The product was not targeted at the chemical industry in particular — it was a small machine-monitoring device with a built-in PLC (programmable logic controller) that could be programmed remotely — but it reflected the growing interest in wireless technologies now coming out of all the major control and instrumentation vendors. Anyone who has visited a trade show recently could be forgiven for coming away thinking “it won’t be long before we see wireless in our plant,” forgetting of course that it’s already there, if only in the form of cell phones and radios.
Persuading engineers, however, of the suitability of wireless technology for plantwide monitoring — let alone control — will not be an easy task, but it’s one being tackled with some enthusiasm by Hesh Kagan, director of technology for new business development at Invensys Process Systems, Foxboro, Mass., and also president of WINA, the Wireless Industrial Networking Alliance. “The good news in the emerging world of wireless technology,” he says, “is that more and more ingenious wireless devices are being introduced all the time. The bad news is that most of these utilize different, vendor-specific wireless protocols, technologies and access points to communicate with the wired communications infrastructure.”
As with earlier problems over different fieldbus protocols, that makes it difficult to get the most out of the data emanating from those devices and, says Kagan, “virtually impossible to ensure appropriate levels of security.” And just like initially with fieldbus, the wireless world is in danger of becoming bogged down in a plethora of protocols — WiFi, WiMax, IEEE 802.15.4, RFID, ZigBee, VoIP, not to mention an abundance of proprietary protocols, all of which are being put to use in the ever widening range of wireless devices coming on to the market.
Invensys has recently joined forces with Apprion, Mountain View, Calif. — whose chief technology officer, Peter Fuhr, is also a member of the ISA SP100 committee on wireless communications — to develop a different approach to implementing wireless on a plantwide basis. This is said to provide a common access point for all open and proprietary wireless systems, and offers built-in security. At the heart of the approach is a family of access points, one for each protocol, similar to communications multiplexers. “You can rack-and-stack the different protocols,” Kagan says. “We take access points — a necessary evil from a vendor’s perspective — and their security issues off the vendors’ hands, and we know how to integrate them into the IT infrastructure.”

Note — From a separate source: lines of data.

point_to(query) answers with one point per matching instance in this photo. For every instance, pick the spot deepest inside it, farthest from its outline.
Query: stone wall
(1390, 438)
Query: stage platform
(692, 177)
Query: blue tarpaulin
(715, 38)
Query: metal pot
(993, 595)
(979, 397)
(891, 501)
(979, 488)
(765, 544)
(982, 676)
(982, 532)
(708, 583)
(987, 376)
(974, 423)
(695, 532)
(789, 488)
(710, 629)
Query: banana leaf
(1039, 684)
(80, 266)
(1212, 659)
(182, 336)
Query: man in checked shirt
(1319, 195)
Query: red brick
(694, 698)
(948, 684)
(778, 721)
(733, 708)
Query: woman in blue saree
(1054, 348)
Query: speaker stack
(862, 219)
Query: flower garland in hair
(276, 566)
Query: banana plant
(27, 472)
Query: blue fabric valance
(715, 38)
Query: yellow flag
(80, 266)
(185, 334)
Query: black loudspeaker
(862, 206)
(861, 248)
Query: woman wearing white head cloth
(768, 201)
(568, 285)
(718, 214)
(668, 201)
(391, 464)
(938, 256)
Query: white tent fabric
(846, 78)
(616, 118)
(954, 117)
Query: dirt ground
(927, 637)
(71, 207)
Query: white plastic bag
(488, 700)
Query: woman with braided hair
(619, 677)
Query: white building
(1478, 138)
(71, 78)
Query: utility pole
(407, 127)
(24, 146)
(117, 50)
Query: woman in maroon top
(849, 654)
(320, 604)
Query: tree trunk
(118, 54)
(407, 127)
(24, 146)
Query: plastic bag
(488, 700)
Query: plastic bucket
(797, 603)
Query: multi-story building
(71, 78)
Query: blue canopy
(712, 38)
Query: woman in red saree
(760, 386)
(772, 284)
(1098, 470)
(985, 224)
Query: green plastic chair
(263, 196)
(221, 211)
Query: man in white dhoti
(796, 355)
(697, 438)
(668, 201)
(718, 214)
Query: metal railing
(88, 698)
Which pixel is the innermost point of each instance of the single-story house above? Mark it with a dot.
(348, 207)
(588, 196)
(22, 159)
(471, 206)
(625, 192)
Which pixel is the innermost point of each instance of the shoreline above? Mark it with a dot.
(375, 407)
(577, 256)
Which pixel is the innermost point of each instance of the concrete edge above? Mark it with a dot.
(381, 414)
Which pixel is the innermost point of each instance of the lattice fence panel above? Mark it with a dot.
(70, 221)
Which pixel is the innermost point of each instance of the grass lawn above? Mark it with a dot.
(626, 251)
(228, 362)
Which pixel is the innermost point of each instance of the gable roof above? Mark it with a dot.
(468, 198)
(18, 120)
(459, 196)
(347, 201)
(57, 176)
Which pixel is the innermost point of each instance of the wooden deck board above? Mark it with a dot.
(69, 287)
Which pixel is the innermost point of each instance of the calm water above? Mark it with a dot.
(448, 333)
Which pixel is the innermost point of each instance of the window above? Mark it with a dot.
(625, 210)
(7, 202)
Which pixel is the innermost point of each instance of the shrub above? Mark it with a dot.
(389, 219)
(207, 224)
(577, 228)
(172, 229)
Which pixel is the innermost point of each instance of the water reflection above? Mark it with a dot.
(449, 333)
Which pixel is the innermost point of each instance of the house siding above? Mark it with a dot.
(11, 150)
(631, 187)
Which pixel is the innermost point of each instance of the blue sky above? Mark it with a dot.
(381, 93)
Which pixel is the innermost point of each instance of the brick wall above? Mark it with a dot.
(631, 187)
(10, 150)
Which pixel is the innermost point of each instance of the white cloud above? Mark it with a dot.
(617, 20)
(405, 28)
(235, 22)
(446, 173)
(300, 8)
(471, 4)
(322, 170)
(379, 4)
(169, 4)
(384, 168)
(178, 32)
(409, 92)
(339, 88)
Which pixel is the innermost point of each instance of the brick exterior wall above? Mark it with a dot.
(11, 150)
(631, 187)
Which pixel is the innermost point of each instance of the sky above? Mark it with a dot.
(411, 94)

Although the initial focus for this “Secure Wireless Architecture” approach is primarily on condition-monitoring applications, Kagan thinks it won’t be long before process measurement applications are included. The product is already undergoing beta tests at a number of chemical sites in the U.S., where it has demonstrated savings of over $1 million on a $250,000 investment in infrastructure. With wiring in some plants working out at more than $1,000 per foot, he expects cheaper, more flexible wireless technologies to grow in popularity, especially at large sites — but, significantly, not to replace wired communications completely.
Meanwhile, getting back to our slightly worried presenter, he got there in the end, but not before some wit in the audience reminded him of the venue — slap bang in the middle of London’s Fleet Street, formerly home to the nation’s newspaper industry. Now there’s a centuries-old communications medium that’s stood the test of time.